The sorrowful grimace, the throttled scream, the unintelligible words while the teetering hand was grasping the air – Wojtila’s show stated that the holy spirit expresses itself through the suffering of the flesh, and that its ultimate message cannot be articulated into words, as its content is exactly the disjointed sound of a tortured body: the dissolution of the molecular order of meaning, the superior strength of Evil, of time, of death.
That powerful Polish, who grew up among workers and miners, managed to fight his battle against Satan until the end, until the moment of Satan’s unavoidable victory, as Satan always wins.
Benedict was simply terrified, and that is the point. Politically, I totally understand his act of human cowardice, his acknowledgement of frailty – just like the Pope played by Michel Piccoli in Moretti’s movie.
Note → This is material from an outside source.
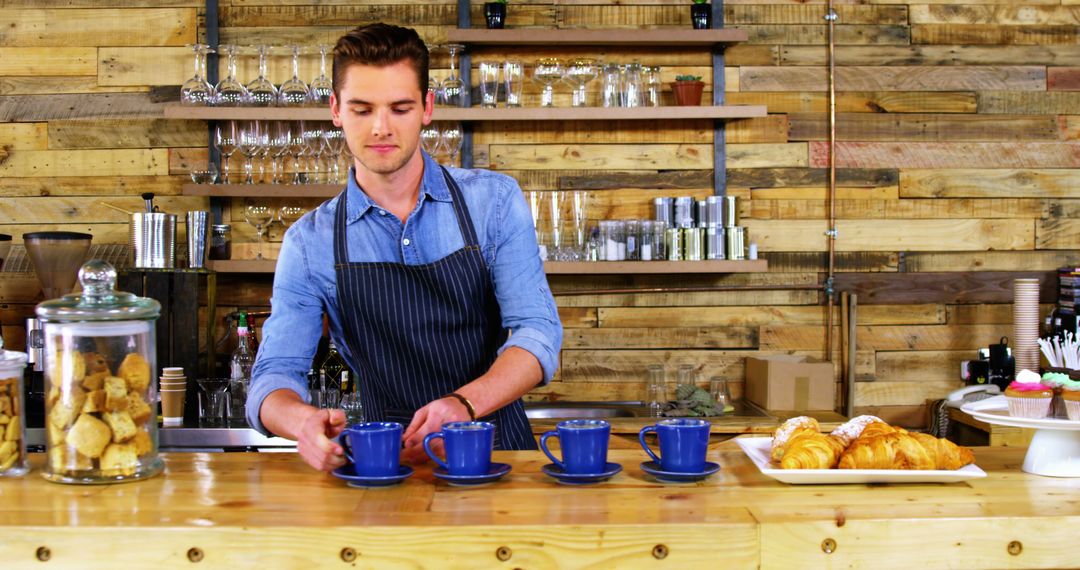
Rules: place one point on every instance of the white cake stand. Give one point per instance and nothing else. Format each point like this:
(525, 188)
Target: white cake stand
(1055, 448)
When Satan appeared in a corner of the Vatican room where the old German Pope was sleeping, he reacted as an ageing man reacts: begging for retirement. Millions of ageing men, tortured by decades of work, physical and psychic fatigue are asking the same: the right to get their retirement. We are denied this right because the Neoliberal Satan has taken the helm.
Unfortunately, modern medical science has put at our disposition pharmacological tools that oblige us to live much longer than our body and our brain can accept. Alzheimer epidemics is the ruthless punishment for a humanity which is holding onto life not because we love it (how can we love the horrid decomposition of memory, and of our ability to recognizing ourselves?) but because it is our property, and we have been taught never to abandon our belongings.
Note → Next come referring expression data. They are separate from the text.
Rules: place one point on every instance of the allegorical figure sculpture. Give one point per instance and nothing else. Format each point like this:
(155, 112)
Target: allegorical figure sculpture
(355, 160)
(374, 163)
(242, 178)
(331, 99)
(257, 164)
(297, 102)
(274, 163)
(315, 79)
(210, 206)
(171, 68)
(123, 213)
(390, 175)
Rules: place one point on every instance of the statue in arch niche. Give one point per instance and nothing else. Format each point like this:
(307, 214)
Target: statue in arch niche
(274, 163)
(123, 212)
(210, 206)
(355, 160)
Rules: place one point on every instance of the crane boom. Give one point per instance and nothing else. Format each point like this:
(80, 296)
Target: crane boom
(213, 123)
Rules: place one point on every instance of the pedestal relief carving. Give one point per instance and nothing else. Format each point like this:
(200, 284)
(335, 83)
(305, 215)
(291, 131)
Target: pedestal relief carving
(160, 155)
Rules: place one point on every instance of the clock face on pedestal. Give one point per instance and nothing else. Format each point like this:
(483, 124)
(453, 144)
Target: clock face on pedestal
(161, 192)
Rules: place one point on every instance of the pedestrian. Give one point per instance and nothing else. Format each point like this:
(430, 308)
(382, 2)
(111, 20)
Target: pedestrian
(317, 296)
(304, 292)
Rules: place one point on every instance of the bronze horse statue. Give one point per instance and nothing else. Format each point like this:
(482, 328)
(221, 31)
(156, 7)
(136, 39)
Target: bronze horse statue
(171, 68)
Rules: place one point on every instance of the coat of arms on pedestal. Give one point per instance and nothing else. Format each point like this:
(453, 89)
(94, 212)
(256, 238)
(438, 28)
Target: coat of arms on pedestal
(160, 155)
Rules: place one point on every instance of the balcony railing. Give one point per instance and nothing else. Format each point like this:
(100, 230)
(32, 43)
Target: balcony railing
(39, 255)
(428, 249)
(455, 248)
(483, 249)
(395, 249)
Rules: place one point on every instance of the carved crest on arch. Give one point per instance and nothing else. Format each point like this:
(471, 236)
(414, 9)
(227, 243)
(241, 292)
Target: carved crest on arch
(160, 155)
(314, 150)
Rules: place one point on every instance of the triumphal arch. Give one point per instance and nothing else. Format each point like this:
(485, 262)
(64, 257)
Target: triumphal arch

Benedict has done something enormous, by the theological point of view, an act that has been accomplished only once in the history of the Church, by that Celestine whom Dante condemned because his ‘great rejection’ exposed the dissolution of faith in the infinite power of someone.
The lesson that Benedict has delivered is that there is no God who can save us from ourselves, and that we should better take it easy: we should enjoy our lives and we should prepare ourselves to leave stoically, consciously, willingly. This is the only way we can make fun of Satan when, dismissed the charming dress of the Great Seducer, he is melancholically forced to appear to us (against his own will) as the Wicked one.